## What Makes the Free Monad Free?

by Phil Freeman on 2012/07/22

I'd like to give an explanation of the word 'free' in 'free monad'. When we speak of free objects (free groups, free monoids), what we are really doing is asserting the existence of an adjoint functor for a forgetful functor. Therefore, we expect that the construction of free monads should be adjoint to some functor.

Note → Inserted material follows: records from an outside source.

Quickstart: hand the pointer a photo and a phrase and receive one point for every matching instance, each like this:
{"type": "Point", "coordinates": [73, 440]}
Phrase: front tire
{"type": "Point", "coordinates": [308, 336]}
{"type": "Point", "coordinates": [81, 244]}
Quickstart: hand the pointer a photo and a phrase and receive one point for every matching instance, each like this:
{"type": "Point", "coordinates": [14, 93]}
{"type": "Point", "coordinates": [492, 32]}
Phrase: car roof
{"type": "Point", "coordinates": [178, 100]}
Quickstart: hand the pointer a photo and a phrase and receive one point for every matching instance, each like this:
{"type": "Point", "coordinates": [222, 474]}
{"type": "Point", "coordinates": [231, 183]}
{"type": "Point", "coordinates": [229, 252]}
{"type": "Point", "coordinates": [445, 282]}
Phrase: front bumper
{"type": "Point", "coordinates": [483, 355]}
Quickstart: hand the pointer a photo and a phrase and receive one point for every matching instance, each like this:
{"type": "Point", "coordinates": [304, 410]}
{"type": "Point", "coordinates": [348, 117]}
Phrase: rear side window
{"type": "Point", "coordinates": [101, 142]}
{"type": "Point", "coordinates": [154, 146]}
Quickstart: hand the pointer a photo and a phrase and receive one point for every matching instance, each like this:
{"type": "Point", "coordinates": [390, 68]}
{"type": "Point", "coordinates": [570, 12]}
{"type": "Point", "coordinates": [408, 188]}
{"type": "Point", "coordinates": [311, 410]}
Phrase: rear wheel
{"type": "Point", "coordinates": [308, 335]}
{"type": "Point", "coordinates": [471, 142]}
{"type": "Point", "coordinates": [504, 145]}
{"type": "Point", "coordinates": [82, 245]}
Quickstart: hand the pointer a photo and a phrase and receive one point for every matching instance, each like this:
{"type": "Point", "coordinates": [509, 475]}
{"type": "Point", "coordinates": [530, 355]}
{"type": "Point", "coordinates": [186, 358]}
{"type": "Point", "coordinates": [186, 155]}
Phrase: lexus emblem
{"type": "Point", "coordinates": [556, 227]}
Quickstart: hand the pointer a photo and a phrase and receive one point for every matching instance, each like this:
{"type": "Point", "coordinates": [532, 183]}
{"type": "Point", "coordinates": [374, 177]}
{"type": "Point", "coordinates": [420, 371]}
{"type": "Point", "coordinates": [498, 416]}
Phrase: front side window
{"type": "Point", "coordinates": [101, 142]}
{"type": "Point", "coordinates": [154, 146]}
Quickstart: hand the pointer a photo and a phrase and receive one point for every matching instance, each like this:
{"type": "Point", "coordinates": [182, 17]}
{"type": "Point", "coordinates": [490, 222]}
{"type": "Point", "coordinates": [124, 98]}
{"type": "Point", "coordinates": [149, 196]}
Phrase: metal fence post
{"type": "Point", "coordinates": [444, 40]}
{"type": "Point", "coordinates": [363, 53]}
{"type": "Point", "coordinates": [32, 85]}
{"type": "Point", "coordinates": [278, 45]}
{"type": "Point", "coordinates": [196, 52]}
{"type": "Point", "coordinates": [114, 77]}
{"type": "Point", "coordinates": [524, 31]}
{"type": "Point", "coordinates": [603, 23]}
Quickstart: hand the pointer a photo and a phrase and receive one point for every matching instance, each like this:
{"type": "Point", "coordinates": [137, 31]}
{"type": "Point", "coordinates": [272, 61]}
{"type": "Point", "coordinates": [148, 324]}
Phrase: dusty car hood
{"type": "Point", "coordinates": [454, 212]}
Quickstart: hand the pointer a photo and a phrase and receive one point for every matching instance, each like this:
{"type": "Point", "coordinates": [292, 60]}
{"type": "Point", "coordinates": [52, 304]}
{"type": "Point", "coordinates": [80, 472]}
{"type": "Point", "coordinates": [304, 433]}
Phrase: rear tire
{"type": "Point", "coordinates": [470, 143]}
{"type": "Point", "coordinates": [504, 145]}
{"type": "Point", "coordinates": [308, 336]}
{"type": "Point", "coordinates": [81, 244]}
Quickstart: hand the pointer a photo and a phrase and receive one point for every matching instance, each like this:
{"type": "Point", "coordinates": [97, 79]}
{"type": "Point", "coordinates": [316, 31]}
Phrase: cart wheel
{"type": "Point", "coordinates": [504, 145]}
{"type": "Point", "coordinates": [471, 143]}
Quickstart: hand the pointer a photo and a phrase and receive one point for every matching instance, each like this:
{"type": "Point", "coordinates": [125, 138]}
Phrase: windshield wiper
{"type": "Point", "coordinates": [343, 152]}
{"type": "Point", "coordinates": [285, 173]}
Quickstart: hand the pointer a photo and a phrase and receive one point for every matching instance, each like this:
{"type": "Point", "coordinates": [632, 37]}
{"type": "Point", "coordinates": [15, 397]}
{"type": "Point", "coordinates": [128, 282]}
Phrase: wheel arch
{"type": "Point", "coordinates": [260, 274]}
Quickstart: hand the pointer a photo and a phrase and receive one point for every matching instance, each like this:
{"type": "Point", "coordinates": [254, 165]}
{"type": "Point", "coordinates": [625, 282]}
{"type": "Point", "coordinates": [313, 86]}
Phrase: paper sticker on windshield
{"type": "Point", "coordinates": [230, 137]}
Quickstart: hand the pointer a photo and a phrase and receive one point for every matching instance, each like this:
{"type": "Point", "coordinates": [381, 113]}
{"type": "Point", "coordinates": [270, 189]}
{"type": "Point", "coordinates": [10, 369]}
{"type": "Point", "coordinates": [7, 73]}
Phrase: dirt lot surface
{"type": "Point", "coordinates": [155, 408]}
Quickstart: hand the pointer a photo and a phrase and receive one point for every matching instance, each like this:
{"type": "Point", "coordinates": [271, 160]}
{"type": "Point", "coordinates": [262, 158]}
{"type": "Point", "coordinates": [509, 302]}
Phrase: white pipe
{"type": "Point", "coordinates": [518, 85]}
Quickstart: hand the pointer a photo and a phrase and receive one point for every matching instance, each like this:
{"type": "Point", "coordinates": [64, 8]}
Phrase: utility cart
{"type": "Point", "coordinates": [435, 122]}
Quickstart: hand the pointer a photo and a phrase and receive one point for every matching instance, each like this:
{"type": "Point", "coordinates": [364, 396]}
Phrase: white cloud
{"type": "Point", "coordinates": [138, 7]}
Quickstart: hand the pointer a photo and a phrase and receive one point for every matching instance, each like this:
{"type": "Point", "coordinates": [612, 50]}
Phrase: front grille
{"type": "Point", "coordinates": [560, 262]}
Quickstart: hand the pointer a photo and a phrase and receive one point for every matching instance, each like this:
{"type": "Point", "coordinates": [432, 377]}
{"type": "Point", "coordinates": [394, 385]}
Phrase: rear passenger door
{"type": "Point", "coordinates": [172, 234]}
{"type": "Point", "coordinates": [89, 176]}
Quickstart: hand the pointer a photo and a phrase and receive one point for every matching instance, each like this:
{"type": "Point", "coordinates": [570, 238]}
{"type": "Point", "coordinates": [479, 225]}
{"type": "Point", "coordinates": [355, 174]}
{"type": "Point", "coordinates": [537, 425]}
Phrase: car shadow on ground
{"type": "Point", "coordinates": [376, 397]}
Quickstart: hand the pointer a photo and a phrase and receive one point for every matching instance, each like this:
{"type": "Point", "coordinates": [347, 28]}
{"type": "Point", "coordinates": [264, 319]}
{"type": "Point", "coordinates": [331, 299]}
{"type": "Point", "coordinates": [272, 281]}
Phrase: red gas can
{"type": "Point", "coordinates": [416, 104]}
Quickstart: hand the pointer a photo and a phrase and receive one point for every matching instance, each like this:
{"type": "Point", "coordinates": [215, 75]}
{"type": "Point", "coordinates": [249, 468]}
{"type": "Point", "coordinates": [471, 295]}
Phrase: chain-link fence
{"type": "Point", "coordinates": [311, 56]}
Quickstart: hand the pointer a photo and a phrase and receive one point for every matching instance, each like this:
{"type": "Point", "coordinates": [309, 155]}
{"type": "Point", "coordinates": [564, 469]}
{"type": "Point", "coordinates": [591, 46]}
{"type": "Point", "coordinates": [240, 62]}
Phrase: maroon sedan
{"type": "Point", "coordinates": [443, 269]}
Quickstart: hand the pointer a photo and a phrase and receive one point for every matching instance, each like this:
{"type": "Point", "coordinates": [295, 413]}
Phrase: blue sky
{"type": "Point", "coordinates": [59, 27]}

Let's recap the definition of a free monad.

```
{-# LANGUAGE Rank2Types #-}
import Control.Monad (join)
data Free f a = Return a | Bind (f (Free f a))
```

The free monad for a functor `f`

is given by the fixed point of the bifunctor `X -> A -> F (X + A)`

where the fixed point is taken over `X`

.

Thus, the free monad describes structures whose pattern of recursion looks like `f`

, but where whole substructures can be replaced with a leaf of type `A`

. The free monad defines a functor in `A`

, and a monad, for any functor `f`

:

```
instance (Functor f) => Functor (Free f) where
fmap f (Return x) = Return (f x)
fmap f (Bind xs) = Bind (fmap (fmap f) xs)
instance (Functor f) => Monad (Free f) where
return = Return
(Return x) >>= f = f x
(Bind xs) >>= f = Bind $ fmap (>>= f) xs
```

As a mapping from functors to monads, `Free`

is also a functor, from the category of endofunctors to the category of monads and monad morphisms. A monad morphism is just a natural transformation which commutes with the return and bind operations.

```
mapFree :: (Functor f, Functor g) => (forall a. f a -> g a) -> Free f a -> Free g a
mapFree f (Return x) = Return x
mapFree f (Bind xs) = Bind $ f $ fmap (mapFree f) xs
```

Now we can show that this functor from endofunctors to monads is actually left adjoint to the forgetful functor which takes a monad and forgets the monadic structure.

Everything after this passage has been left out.